In another good example, Heliconius melpomene and H. cydno hybridize regularly (though at low frequency, maybe 1/1000 individuals are hybrids) throughout their joint range, and their distributions overlap extensively throughout W. Ecuador, Andean Colombia and Venezuela, and Central America. Here female hybrids have been found in the laboratory to be sterile (Naisbit et. al. 2002, 2003), but wild hybrids are often backcross phenotypes, showing that males backcross in the wild as well as in captivity. Once hybrids have been produced in a local population, backcross phenotypes may survive at high frequency for several generations. In a collection of 103 H. cydno and H. melpomene made by Jesús Mavárez in the botanic garden of San Cristobal, Táchira, Venezuela, seven were putative backcross hybrids, even though such hybrids are rare elsewhere. These two species are extremely closely related genetically, and the rarity of hybrids is due to very strong mate discrimination (Jiggins et al. 2001). Some mtDNA studies put H. cydno within the genealogy of H. melpomene; i.e. H. cydno is little more than a clade of Heliconius melpomene that has speciated,suggesting H. melpomene a paraphyletic remnant (Brower 1996).

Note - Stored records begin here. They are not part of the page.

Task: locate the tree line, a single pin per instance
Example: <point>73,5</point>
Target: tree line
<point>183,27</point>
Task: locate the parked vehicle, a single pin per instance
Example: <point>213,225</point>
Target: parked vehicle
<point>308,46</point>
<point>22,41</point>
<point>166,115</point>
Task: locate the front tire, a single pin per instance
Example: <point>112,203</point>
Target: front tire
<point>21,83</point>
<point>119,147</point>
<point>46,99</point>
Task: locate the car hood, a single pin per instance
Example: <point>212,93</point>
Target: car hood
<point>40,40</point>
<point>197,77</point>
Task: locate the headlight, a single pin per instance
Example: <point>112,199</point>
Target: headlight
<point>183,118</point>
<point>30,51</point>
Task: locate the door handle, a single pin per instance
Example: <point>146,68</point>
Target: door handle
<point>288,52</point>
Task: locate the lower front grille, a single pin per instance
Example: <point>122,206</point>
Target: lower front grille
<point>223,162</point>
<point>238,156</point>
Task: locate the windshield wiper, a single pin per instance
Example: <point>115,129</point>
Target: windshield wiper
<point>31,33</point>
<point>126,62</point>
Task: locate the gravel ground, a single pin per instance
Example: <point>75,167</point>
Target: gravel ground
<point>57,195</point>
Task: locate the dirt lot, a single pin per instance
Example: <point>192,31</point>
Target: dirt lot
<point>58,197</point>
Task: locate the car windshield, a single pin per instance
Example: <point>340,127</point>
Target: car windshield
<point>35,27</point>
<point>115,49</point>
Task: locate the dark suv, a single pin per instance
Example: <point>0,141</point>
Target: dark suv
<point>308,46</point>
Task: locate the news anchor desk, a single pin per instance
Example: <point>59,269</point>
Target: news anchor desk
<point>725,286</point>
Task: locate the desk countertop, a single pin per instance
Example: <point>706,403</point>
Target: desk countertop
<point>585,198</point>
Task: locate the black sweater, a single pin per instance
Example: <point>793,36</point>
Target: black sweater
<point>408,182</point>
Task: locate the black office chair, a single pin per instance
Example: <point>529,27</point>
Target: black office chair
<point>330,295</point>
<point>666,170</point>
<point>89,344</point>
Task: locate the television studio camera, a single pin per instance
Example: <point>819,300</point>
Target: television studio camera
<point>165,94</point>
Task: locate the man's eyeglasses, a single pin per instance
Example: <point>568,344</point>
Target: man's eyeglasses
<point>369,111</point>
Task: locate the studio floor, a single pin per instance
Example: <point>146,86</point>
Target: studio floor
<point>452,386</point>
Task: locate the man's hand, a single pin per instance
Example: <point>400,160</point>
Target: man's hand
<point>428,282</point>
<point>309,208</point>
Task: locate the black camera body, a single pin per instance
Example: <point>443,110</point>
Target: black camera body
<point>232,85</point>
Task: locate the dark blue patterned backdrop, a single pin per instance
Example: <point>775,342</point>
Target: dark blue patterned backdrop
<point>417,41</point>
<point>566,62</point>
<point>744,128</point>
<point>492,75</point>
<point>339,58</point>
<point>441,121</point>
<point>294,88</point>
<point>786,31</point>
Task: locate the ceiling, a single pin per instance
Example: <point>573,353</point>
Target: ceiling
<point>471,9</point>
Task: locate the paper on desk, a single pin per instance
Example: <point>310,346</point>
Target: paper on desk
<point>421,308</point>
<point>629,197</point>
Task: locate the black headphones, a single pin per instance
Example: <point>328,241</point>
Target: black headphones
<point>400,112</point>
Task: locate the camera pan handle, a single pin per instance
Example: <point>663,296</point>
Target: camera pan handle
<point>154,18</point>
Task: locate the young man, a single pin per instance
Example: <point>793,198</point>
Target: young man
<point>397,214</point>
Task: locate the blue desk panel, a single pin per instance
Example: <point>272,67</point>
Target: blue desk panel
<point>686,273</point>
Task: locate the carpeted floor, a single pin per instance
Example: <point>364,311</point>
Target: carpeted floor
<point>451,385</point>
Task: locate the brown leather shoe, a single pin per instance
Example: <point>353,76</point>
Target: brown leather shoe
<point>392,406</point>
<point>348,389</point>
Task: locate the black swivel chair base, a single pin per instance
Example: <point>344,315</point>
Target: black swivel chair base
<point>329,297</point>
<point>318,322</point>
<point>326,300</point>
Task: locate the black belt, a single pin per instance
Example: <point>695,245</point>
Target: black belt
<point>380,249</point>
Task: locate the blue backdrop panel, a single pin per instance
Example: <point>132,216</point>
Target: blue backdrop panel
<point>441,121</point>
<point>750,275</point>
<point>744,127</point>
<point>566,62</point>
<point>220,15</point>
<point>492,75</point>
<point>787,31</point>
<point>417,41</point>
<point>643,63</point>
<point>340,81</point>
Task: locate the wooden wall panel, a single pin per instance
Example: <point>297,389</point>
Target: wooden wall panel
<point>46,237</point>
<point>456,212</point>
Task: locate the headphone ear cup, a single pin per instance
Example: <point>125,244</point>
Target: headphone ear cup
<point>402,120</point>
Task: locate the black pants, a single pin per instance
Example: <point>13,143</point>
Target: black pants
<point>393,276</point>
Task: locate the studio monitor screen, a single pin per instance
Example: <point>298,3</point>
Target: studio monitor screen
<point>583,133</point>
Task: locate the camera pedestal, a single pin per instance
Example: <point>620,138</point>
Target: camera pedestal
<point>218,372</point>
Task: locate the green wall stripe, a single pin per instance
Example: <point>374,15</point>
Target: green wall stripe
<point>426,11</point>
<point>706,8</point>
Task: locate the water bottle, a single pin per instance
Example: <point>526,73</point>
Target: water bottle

An important conclusion that can be drawn from this kind of data is that speciation doesn't suddenly lead to a complete absence of gene flow. There may be several millions of years after speciation during which genes may be exchanged between newly-evolved, recognizably and ecologically distinct species. Given that new species are able to maintain genetic differences in spite of hybridization, interspecific gene flow between animal species could be quite common, and may even contribute to heritability and genetic variation within animal species, as has been shown for the Darwin's finches by Grant & Grant (1992). There is very clear evidence in the specimens we illustrate that wild hybrids between H. melpomene and H. cydno, and between H. erato and H. himera, backcross regularly. We are currently undertaking studies to investigate whether significant gene flow occurs in some parts of the genome between Heliconius melpomene and H. cydno, while leaving other parts of the genome, affecting ecological and colour pattern differences, intact.
Another conclusion is that reinforcement (adaptive evolution of mate choice) may be more likely than previously realized. Reinforcement is often seen as unlikely because the evolution of mating isolation has to race against the breakdown of the genetic differences due to hybridization - the latter will usually win. But, given that newly emerged species can stably maintain their genetic differences in the face of gene flow, further mate choice should be able to evolve adaptively to prevent the production of genetically inferior hybrids.